Identifying low- and high-value communities

What is a low- and high-value community? I'll choose to look at the (1) median house price, (2) at the beginning of the data period, (3) for each community. Why the median? Why at the beginning of the data period? These decisions would have to be justified in more full analysis, but I will skip over this here.

# The median price is already calculated in the data.frame 'geo_quantile'
# But geo_quantile has each date.  We're going to define high and low
# cities based on the first date What is the first date?
head(sort(geo_quantile$month))
## [1] "2003-04-01" "2003-04-01" "2003-04-01" "2003-04-01" "2003-04-01"
## [6] "2003-04-01"
# The first date is '2003-04-01'
geo_quantile_first <- subset(geo_quantile, month == "2003-04-01")
# What are the median prices:
sort(geo_quantile_first[, "50%"])
##  [1] 267000 283750 285000 291000 292500 298000 317750 318500 323500 330000
## [11] 335000 336500 348000 354000 355000 367500 373000 375000 387250 390000
## [21] 390000 415500 416500 420000 421750 431000 442500 443750 455000 462000
## [31] 466500 470000 474500 477000 479500 492500 495000 501000 505500 509000
## [41] 519000 536000 539000 540000 550000 553250 595000 620000 630000 650000
## [51] 655000 670000 685500 688000 730000
# I think a decent division between high- and- low-communities might be
# 500,000 Create a new dataset out of geo_quantile_first, with only the
# high communities high_communities <- subset(geo_quantile_first,
# 50%>500000) That didn't work at all... the problem is the column called
# 50%.  It should really have a text name, not a number name
names(geo_quantile_first) <- c("city", "month", "quintile_low", "median", "quintile_high")
# Rename geo_quantile while we're at it.
names(geo_quantile) <- c("city", "month", "quintile_low", "median", "quintile_high")

high_communities <- subset(geo_quantile_first, median > 5e+05)
low_communities <- subset(geo_quantile_first, median <= 5e+05)

# Let's split geo_quantile into high and low communities
geo_quantile_high <- subset(geo_quantile, city %in% high_communities$city)
geo_quantile_low <- subset(geo_quantile, city %in% low_communities$city)

Plotting

I have two data_frames.
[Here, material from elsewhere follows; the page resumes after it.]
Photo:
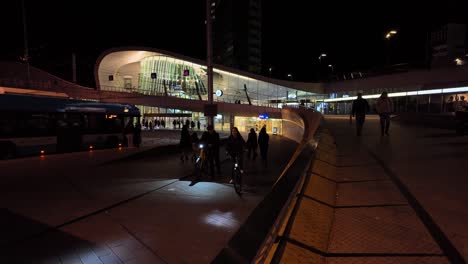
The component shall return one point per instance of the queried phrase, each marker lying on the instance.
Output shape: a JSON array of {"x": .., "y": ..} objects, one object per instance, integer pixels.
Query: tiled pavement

One for low communities, and one for high. Each data.frame has a row for each community and date combination, and column for the low quintile (20%), median (50%), and high quintile (80%). To plot these, I can copy code again from the lab.

# Plot the high values in high communities
ggplot(aes(x = month, y = quintile_high), data = geo_quantile_high) + geom_line(aes(group = city, 
    color = city))
## Warning: Removed 1 rows containing missing values (geom_path).

plot of chunk plotting

# Plot the low values in high communities
ggplot(aes(x = month, y = quintile_low), data = geo_quantile_high) + geom_line(aes(group = city, 
    color = city))
## Warning: Removed 1 rows containing missing values (geom_path).

plot of chunk plotting


# Plot the high values in low communities
ggplot(aes(x = month, y = quintile_high), data = geo_quantile_low) + geom_line(aes(group = city, 
    color = city))
## Warning: Removed 1 rows containing missing values (geom_path).

plot of chunk plotting

# Plot the low values in high communities
ggplot(aes(x = month, y = quintile_low), data = geo_quantile_low) + geom_line(aes(group = city, 
    color = city))
## Warning: Removed 1 rows containing missing values (geom_path).